# Engineering Formulas

Useful engineering formulas for the design of fluid power systems.

The following formulas are readily available in many engineering textbooks, fluid power design guides, and hydraulic handbooks. Every effort has been made to insure the accuracy of the formulas and the examples shown. However, it is possible that a typographical error or two has slipped in. Please double check any results that don’t seem right.

## Hydraulic Pump Calculations

### HORSEPOWER REQUIRED TO DRIVE PUMP

GPM X PSI X .0007 (this is a ‘rule-of-thumb’ calculation)

How many horsepower are needed to drive a 10 gpm pump at 1750 psi?

GPM = 10

PSI = 1750

GPM X PSI X .0007 = 10 X 1750 X .0007 = 12.25 horsepower

### Pump Output Flow (in Gallons Per Minute)

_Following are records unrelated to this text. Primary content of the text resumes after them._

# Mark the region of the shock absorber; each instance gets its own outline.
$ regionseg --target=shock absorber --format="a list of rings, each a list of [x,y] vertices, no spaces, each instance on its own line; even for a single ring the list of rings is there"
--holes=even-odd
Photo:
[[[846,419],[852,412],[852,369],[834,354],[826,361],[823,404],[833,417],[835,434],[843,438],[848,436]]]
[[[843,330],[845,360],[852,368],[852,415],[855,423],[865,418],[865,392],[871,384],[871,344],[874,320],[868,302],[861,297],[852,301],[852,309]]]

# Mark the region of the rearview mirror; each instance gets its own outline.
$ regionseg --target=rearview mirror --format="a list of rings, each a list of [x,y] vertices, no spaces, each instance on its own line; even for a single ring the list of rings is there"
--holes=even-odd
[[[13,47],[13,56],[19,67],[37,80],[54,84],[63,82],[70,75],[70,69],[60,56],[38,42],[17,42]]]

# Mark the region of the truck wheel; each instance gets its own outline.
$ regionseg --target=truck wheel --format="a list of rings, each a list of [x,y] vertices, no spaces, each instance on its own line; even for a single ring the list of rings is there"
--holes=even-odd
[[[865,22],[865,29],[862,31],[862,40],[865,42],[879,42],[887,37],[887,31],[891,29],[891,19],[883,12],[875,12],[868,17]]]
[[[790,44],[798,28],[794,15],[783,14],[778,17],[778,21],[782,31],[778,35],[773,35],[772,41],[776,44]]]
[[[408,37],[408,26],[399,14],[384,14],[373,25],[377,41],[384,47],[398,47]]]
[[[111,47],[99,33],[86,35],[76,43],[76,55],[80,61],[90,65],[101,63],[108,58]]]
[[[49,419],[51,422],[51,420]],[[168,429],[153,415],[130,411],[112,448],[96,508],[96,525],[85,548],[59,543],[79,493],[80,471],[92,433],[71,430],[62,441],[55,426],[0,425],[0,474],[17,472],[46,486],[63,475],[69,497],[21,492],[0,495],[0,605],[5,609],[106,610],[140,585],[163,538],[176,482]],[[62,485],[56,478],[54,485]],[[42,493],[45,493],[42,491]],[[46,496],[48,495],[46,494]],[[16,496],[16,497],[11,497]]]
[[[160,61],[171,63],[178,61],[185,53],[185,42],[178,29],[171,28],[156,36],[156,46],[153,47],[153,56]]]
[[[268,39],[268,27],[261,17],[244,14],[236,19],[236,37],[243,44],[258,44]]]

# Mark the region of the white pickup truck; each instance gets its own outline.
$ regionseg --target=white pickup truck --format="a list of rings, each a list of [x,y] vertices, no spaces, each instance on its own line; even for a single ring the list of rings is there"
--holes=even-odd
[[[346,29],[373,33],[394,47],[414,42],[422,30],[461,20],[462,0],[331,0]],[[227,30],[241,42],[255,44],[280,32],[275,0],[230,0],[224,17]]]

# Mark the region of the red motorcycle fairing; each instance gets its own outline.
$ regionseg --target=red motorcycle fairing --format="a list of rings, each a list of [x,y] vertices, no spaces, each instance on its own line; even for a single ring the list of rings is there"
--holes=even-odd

RPM X Pump Displacement / 231

How much oil will be produced by a 2.21 cubic inch pump operating at 1120 rpm?

RPM = 1120

Pump Displacement = 2.21 cubic inches

RPM X Pump Displacement / 231 = 1120 X 2.21 / 231 = 10.72 gpm

### Pump Displacement Needed for GPM of Output Flow

231 X GPM / RPM

What displacement is needed to produce 7 gpm at 1740 rpm?

GPM = 7

RPM = 1740

231 X GPM / RPM = 231 X 7 / 1740 = 0.93 cubic inches per revolution

## Hydraulic Cylinder Calculations

### Cylinder Blind End Area (in square inches)

PI X (Cylinder Radius) ^2

What is the area of a 6″ diameter cylinder?

Diameter = 6″

Radius is 1/2 of diameter = 3″

Radius ^2 = 3″ X 3″ = 9″

PI X (Cylinder Radius )^2 = 3.14 X (3)^2 = 3.14 X 9 = 28.26 square inches

### Cylinder Rod End Area (in square inches)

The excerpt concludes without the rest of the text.